Войдя в магазин Вернера, Эрни с порога почувствовала знакомый и любимый запах свежих чернил и бумаги, напитанной известковым ароматом толстых каменных стен. День прошёл напряжённо: от школьников, запасавшихся книгами и канцелярскими принадлежностями к началу учёбы, не было отбоя. Вернер едва дождался, когда можно будет повесить табличку «Закрыто» и, удалившись в комнату за прилавком, задёрнуть портьеру.
История их сближения казалась Эрни немного забавной. Шесть лет назад, когда она впервые увидела длинное лицо Вернера (очень высокий лоб, выраженные скулы, рано наметившиеся чёрточки у рта), оно произвело на неё впечатление суховатого и холодноватого. Этому отчасти поспособствовала элегантная небрежность молодого человека, его привычка делать всё чуть-чуть не до конца, не доводя движение до крайней точки амплитуды. Но Эрни быстро почувствовала, что в какие-то минуты ленивая уравновешенность её нового работодателя может обернуться бурей и натиском. Тогда, наверное, не так-то легко будет удержать его за тонко выточенные руки, которые он, расставляя книги по полкам, иногда обнажал до локтя.
Эрни, очевидно, почти сразу ему понравилась. Понравилась настолько, что это чуть не произошло между ними в первую же неделю. Блестящие серые глаза Вернера вдруг потемнели, на щеках проступила ярко-розовая краска, Эрни услышала его возбуждённое дыхание, почувствовала запах его мыла, угадала горячее твёрдое гибкое тело под слоями прохладной мягкой ткани. Казалось, сейчас ей явится картина, нередко вынуждавшая её подавлять улыбку: штаны упадут, и он предстанет перед ней, трогательный и немножко жалкий (как многие мужчины в подобные моменты) в колоколе нежно-голубой рубашки, застенчиво прикрывающей до середины бедра мужские ноги — хорошо, если стройные и не очень волосатые. Впоследствии ноги Вернера вполне устроили Эрни. Она часто и охотно переплетала их со своими. Но в тот день он отстранился, застегнул пиджак и поправил галстук. Эрни не знала, что и думать.
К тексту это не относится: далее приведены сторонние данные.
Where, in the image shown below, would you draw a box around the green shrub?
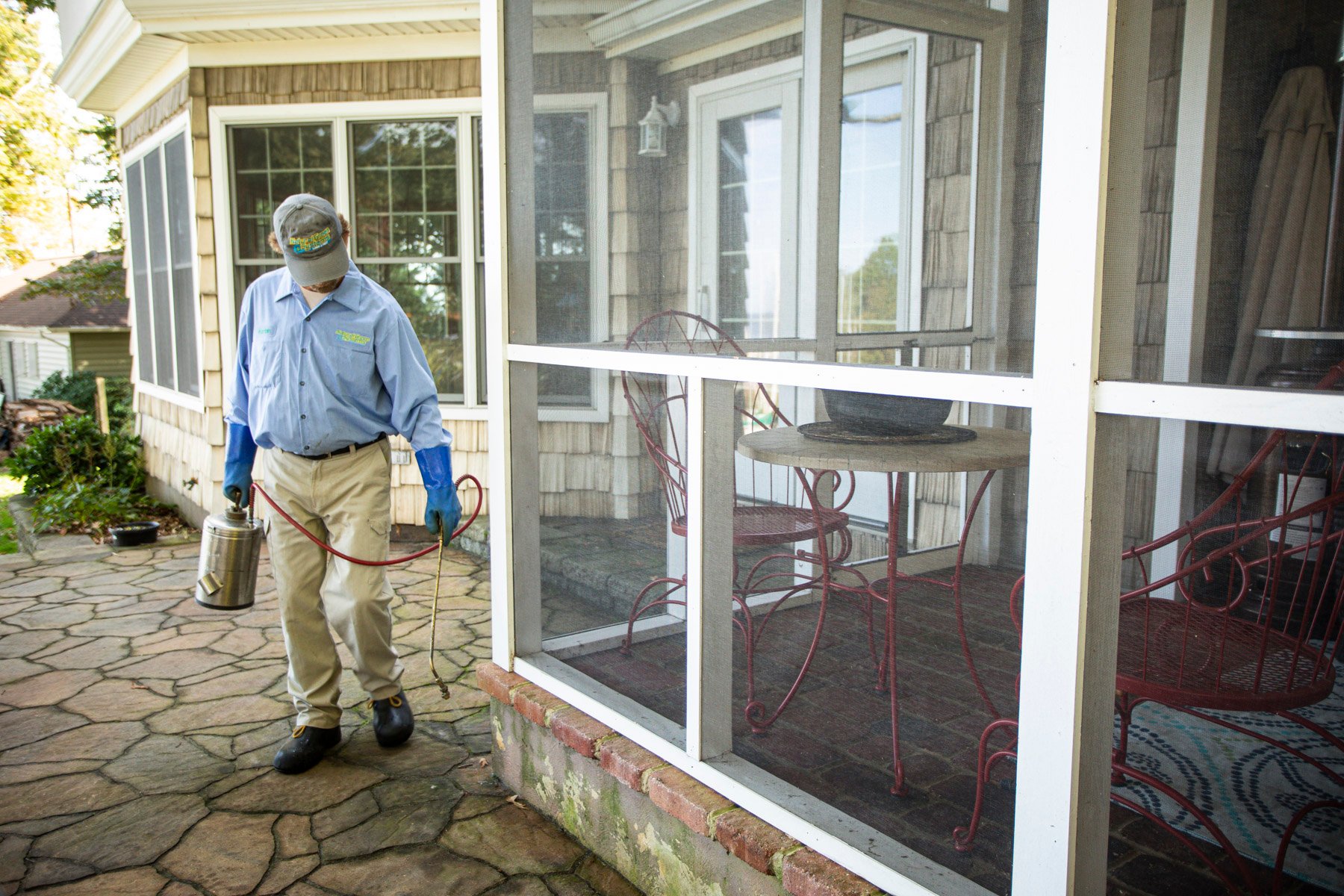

Ещё через пару дней, когда напряжение достигло предела, всё разрешилось само собой. Вернер стоял в дверном проёме, держа руки в карманах. Уже не раскрасневшийся, а бледный. Во рту, судя по шелестящему голосу, чуть-чуть пересохло. В чертах лица вроде бы не было ничего особенного. Разве что странная застылость. Тем не менее Эрни безошибочно распознала за этим кажущимся спокойствием нечто такое, чего не рассчитывала встретить вне страниц бульварного романа. Безапелляционно нарастающую страсть. Страсть в чистом виде. Эрни и представить себе не могла, насколько это прекрасно.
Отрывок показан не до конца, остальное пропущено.